US May Keep Bases in Syria Despite Ending Support for Rebels
Former CIA and US Army intelligence officer Philip Giraldi says that the United States would wind down or phase out its support for some rebel groups in Syria that had proven militarily useless, but also would still maintain a significant military presence in the country.
The United States will retain its military bases and presence in Syria and continue to militarily support Kurdish forces there despite saying it will end its backing for rebel groups, former CIA and US Army intelligence officer Philip Giraldi told Sputnik.
“The US presence in Syria is not going away,” Giraldi said on Tuesday. “The Turks claim that there are now 13 US bases in the country, some of which appear to be permanent.”

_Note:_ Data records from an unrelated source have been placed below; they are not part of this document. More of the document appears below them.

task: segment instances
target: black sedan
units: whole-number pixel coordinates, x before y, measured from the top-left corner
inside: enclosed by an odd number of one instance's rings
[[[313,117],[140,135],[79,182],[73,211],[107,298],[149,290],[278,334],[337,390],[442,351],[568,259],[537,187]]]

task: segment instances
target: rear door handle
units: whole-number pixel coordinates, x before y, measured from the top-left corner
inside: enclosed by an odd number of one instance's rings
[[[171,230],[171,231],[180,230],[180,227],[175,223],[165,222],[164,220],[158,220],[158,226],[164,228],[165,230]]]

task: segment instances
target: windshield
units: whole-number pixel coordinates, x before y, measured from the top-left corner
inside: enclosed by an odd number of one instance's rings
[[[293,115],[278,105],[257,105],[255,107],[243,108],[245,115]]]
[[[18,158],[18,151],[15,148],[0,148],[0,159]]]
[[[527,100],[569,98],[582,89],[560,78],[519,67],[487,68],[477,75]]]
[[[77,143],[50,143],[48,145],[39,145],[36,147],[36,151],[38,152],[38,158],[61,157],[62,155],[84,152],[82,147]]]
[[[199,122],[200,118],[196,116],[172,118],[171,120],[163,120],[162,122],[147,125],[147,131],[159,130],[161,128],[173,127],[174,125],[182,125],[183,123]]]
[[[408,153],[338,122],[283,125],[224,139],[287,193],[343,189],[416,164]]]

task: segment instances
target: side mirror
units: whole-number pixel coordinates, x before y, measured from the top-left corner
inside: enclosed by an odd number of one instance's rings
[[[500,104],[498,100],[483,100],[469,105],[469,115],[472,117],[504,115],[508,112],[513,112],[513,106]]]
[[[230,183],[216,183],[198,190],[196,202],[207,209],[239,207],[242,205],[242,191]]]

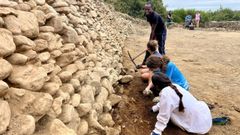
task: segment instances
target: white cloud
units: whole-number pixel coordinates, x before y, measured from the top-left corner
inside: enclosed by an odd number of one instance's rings
[[[167,9],[178,8],[197,10],[216,10],[220,5],[224,8],[240,10],[240,0],[163,0]]]

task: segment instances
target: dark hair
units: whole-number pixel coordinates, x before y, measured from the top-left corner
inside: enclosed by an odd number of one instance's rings
[[[182,93],[179,92],[177,87],[172,84],[170,79],[165,74],[158,73],[158,74],[153,75],[152,76],[152,83],[153,83],[154,87],[156,89],[159,89],[160,91],[163,88],[165,88],[167,86],[170,86],[176,92],[178,97],[180,98],[178,111],[179,112],[184,112],[184,106],[183,106],[183,102],[182,102],[183,95],[182,95]]]
[[[148,68],[159,68],[161,65],[161,58],[157,57],[155,55],[151,55],[148,57],[147,61],[146,61],[146,65]]]
[[[150,40],[147,44],[147,48],[154,52],[157,50],[158,42],[156,40]]]
[[[164,55],[162,58],[151,55],[148,57],[146,65],[148,68],[160,68],[162,73],[166,73],[167,64],[169,61],[170,59],[166,55]]]

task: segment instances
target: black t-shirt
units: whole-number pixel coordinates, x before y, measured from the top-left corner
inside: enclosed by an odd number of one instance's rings
[[[166,27],[163,22],[163,19],[158,13],[152,12],[151,14],[146,15],[146,17],[147,17],[147,21],[150,24],[157,24],[156,29],[155,29],[156,35],[166,32]]]

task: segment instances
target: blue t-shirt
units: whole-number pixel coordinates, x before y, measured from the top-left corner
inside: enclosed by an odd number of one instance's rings
[[[166,75],[172,81],[172,83],[176,83],[186,90],[189,89],[189,85],[186,78],[183,76],[183,74],[177,68],[177,66],[171,61],[167,65]]]
[[[159,74],[160,72],[161,72],[161,69],[158,68],[153,71],[153,74]],[[186,78],[183,76],[183,74],[177,68],[177,66],[171,61],[168,62],[167,71],[165,74],[172,81],[172,83],[178,84],[179,86],[183,87],[185,90],[189,89],[189,85]]]
[[[159,57],[159,58],[162,58],[162,55],[161,55],[158,51],[154,51],[154,52],[152,53],[152,55],[155,55],[155,56],[157,56],[157,57]]]

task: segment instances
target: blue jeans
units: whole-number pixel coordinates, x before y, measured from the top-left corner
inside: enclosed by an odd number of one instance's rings
[[[156,133],[152,132],[151,135],[159,135],[159,134],[156,134]]]
[[[157,35],[158,51],[162,55],[165,55],[165,41],[166,41],[166,38],[167,38],[167,32],[163,32],[160,35]]]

The United States is in a position to stop providing military support to opposition groups in Syria as Daesh terror group is being crushed in the country, White House press secretary Sarah Sanders said during a press briefing on Monday.
However, Giraldi cautioned that the US government was determined to maintain a significant military presence in Syria to ensure it had influence on the negotiations that would end the six-year-long civil war, which has cost an estimated 600,000 lives.
“Washington will stay so it will have a presence at any negotiations that take place to end the civil war,” he said.
The United States would wind down or phase out its support for some rebel groups that had proven militarily useless and that had failed to win any public popular support, Giraldi acknowledged.
However, the move had primarily been taken in response to angry pressure from Turkey, a key US ally in NATO, which has a massive Kurdish minority of between 13 million to 15 million people, or 15 to 20 percent of the total population, Giraldi pointed out.
“They [United States] are partly serious, but it is largely a response to Turkish pressure to stop arming the Kurdish militias that make up the bulk of the American supported forces in Syria,” he said.
Washington was determined not to abandon the Kurds, who enjoy strong support in Congress and in the US media, Giraldi observed.
“They will seek to find other ways to continue to arm and fund the Kurds without making the Turks crazy,” he said.
The Kurds have felt increasingly isolated since Iraq’s central government launched a military drive against Iraqi Kurdistan across the border from Syria ha after its leader Masoud Barzani held a referendum that in which 90 percent of those voting called for full independence from Baghdad.
Abdulaziz Yunus, who runs foreign affairs for the Syrian Democratic Forces, has revealed to Sputnik that the US and the coalition have never stopped arms supplies, despite earlier reports that President Donald Trump promised Turkish President Recep Tayyip Erdogan to end deliveries to the Syrian Kurds.
Yunus further specified that Washington has sent hundreds of trucks loaded with weaponry from Qamishli, a city in northeastern Syria on the border with Turkey, to Deir ez-Zor, where the SDF is launching a military operation against Daesh.